Even though Canada is a net oil exporter, it imports sizable quantities of crude oil and refined products. According to the International Energy Agency (IEA), Canada imported around 1.2 million bbl/d of crude oil and refined products in 2008. Canada’s major population centers in the eastern part of the country are not well connected to its principle production facilities in the western interior, meaning that it is often easier to import oil along the coastlines rather than transport it domestically. Most oil imports come from Algeria (crude oil), Norway (crude oil) and the U.S. (refined products).

Refining
OGJ reported that Canada had 18 refineries in 2009, with total crude distillation capacity of 2.03 million bbl/d. By comparison, Canada consumed approximately 2.3 million bbl/d of refined products in 2008. While Alberta contains most of Canada’s crude oil production, a large portion of its refining capacity resides in the more-populated eastern part of the country. Alberta has four refineries, with total capacity of 437,400 bbl/d, whereas Ontario and Quebec have a combined 919,600 bbl/d of refining capacity.

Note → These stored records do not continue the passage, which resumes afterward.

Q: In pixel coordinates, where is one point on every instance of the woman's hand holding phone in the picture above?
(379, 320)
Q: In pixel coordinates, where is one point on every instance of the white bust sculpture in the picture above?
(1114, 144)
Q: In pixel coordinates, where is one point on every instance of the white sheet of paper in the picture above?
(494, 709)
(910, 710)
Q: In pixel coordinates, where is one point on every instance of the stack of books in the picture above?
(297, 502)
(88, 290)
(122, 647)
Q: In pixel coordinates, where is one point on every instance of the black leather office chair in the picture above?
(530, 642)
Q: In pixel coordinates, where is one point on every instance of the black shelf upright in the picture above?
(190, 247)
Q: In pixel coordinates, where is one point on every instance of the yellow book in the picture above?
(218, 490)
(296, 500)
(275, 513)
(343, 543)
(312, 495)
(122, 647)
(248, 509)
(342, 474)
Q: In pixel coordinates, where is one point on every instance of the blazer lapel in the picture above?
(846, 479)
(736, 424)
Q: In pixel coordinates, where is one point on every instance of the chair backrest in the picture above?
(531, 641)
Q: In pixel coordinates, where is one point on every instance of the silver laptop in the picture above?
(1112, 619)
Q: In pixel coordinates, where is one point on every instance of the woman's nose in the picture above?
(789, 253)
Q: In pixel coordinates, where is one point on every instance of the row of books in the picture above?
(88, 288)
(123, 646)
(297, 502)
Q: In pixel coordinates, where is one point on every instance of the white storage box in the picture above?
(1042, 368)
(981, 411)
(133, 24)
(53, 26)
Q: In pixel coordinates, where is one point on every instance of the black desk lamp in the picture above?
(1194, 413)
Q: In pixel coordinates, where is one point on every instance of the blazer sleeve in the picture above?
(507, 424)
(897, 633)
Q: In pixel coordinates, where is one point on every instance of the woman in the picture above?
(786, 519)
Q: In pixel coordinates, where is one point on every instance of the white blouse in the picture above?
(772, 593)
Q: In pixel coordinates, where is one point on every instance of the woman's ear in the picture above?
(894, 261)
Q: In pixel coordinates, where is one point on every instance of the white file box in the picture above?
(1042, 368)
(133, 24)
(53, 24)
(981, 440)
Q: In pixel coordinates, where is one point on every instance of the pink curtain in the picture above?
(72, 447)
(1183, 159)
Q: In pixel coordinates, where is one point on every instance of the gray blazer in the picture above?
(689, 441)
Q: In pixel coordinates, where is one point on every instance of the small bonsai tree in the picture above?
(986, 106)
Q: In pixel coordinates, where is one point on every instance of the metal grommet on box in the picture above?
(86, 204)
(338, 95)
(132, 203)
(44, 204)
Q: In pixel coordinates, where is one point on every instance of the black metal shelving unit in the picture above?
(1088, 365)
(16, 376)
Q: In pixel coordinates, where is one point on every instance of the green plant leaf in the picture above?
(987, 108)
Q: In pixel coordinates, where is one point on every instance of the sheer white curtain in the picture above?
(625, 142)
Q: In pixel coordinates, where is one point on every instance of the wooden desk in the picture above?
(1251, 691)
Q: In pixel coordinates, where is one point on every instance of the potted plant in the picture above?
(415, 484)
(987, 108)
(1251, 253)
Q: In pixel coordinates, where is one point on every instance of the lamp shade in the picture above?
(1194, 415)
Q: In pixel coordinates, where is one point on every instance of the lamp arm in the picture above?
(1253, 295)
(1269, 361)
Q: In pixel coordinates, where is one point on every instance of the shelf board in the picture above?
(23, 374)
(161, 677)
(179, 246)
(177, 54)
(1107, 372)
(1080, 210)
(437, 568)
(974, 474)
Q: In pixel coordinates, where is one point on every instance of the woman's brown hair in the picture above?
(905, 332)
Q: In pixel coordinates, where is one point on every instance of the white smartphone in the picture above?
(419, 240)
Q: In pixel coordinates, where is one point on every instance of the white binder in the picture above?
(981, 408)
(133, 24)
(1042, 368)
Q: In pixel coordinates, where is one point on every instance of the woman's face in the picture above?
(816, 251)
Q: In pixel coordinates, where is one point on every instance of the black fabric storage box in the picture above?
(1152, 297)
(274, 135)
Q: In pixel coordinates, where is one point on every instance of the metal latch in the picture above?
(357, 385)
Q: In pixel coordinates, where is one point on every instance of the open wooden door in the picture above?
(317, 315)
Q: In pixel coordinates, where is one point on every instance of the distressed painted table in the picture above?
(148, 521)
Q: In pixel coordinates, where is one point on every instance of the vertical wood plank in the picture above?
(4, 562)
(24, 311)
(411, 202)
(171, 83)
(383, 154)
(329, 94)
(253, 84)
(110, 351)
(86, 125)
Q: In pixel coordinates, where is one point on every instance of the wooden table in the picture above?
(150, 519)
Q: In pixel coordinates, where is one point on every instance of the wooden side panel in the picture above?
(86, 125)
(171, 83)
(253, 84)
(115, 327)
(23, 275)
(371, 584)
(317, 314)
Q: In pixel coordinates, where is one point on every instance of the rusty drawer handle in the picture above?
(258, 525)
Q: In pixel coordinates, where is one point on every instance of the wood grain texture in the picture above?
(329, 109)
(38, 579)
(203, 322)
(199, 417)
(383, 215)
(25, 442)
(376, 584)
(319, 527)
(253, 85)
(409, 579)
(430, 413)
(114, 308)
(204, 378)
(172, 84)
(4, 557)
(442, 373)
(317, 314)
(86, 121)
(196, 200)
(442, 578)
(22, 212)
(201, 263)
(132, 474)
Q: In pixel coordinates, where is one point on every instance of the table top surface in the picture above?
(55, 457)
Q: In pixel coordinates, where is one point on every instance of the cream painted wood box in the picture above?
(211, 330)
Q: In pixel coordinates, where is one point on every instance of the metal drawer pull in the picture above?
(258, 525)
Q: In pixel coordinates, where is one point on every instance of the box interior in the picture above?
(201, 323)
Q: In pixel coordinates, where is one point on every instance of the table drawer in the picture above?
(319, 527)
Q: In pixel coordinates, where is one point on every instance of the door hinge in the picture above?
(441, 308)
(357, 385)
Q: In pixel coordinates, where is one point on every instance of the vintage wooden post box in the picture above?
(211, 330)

In January 2007, Irving Oil initiated the environmental review process for the construction of the 300,000 bbl/d Eider Rock refinery in Saint John, New Brunswick. The facility would occupy land near the company’s existing refinery and the LNG terminal it jointly owns with Repsol YPF. In July 2009, Irving Oil announced that it would not move forward with the project, because of industry and global economic conditions.